馮清禾嘴唇緊抿,攥緊香盒,她眼神極為惡毒看著陳龍,顯然事情發展到這個地步都是因為對方,如果眼神能刀人,陳龍早就被她刀死百次。
「現在說說吧,到底是怎麼回事,我希望聽到你說實話。」
馮秉義太了解自己女兒了。
她一心虛,肢體動作就太過明顯。
馮清禾還想辯解,可一對視上父親嚴厲的眼神,終究沒有勇氣繼續說謊,而是低頭交代道:
「對不起爸,近來市場高端沉香價格暴漲,若用正規原料制香利潤微薄,我也是偶然接觸到一個地下香料作坊,得知硫磺碎料、罌粟殼、莽草混合後,能達到沉香一樣的效果,並且成本還能大大縮減,靠著外表沉香掩蓋異味,普通買家根本分辨不出,至於合格證明,也是用了你的人脈……」
「你,你真是要氣死我,逆女!」馮秉義一聽,甩手就給了馮清禾一耳光,「我不求你上進,可你竟幹了這種勾當,傳出去,你讓我在你那些叔叔伯伯面前哪還有臉?」
馮清禾捂著腫痛的臉頰,聽著父親的謾罵教訓,也是紅了眼眶。
她咬著牙,看向馮秉義道:「那還不是因為你,你總說我沒出息,讓你沒面子,我這麼做也是想干出一番成績給你長臉不是?」
「你這是長臉嗎?你這是給我抹黑!」馮秉義氣地捂著心臟,感覺心臟怦怦跳個不停。
「此事也怪我,是我不該點破馮小姐的事,馮老你先消消氣。」陳龍當然也不想看到這對父女爭吵,將問題攬在自己身上道:「馮老,你要有氣對我撒就行。」
他點破的原因其實也是因為馮老年紀大了,心肺本就虛弱,若蒙在鼓裡,天天吸毒香只會讓身體垮得更快。

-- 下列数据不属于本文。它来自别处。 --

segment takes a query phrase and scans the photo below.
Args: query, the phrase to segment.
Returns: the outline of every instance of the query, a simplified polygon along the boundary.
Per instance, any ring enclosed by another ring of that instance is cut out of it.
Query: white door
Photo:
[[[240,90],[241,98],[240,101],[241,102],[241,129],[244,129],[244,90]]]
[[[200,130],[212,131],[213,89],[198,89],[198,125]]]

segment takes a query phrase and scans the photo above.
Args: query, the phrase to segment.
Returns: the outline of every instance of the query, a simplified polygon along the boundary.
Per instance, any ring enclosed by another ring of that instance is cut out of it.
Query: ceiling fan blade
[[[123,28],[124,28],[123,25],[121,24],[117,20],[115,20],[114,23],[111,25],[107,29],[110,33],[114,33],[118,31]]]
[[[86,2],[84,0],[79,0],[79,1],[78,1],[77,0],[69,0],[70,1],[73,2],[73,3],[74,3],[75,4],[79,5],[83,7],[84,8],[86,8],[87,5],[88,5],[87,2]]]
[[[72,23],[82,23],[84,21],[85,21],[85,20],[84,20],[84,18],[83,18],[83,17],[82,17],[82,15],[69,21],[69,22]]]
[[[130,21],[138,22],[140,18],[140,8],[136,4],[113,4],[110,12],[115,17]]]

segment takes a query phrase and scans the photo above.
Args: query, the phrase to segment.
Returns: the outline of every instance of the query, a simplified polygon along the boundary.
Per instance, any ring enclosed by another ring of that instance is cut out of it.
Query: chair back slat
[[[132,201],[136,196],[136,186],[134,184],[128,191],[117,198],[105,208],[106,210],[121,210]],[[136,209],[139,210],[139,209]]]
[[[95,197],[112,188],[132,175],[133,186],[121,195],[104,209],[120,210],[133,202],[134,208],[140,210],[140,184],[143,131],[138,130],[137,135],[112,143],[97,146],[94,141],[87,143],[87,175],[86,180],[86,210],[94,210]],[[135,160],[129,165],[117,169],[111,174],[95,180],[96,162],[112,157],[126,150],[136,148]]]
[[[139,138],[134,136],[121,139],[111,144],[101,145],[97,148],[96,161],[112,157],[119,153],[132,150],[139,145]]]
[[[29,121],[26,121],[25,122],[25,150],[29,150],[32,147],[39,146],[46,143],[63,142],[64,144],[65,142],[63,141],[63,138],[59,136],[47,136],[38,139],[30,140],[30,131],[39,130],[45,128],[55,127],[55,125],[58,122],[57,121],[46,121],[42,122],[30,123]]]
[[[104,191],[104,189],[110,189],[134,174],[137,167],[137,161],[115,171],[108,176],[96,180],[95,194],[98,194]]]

另一點,也是因為若讓馮清禾繼續賣下去,還不知有多少人會因此遭殃,所以哪怕冒著被馮秉義責怪風險,他也要實事求是。
這無關乎什麼情商問題,而是爺爺教導他的,一個人不能為了自身的利益就去默認壞人的惡行。
那樣,無疑於助紂為虐。
「陳龍你少在這假惺惺的,現在的一切都是你造成的,你給我記住了,我馮清禾這筆帳早晚會找你去算!」
馮清禾狠狠瞪了一眼陳龍,轉身就朝門外跑去。
馮秉義氣得大罵道:「逆女,你給我回來,我允許你走了嗎?真是氣死我了,咳咳咳……」
陳龍看到馮秉義咳嗽不止,趕緊扶他坐下來。
「馮老你先冷靜一下,你歲數大了,情緒不易激動。」
馮秉義調整了一下情緒,看向陳龍語氣充滿感激道:「陳小神醫,今天還真是多虧了你,要是任由這批毒香流通市場,不僅會害無數人,清禾也會遭受牢獄之災,我馮某又欠了你一份恩情啊。」
現在全國掃黑風氣重,他雖已洗白,可有些事也經不起查,一旦因為馮清禾引火燒身,以至於被國家掃黑小組盯上,最後他們父女都得完。
馮秉義立刻吩咐管家,叫人去收繳銷毀馮清禾所有的香料。
管家領命後,立刻前去,一分鐘也不敢耽誤。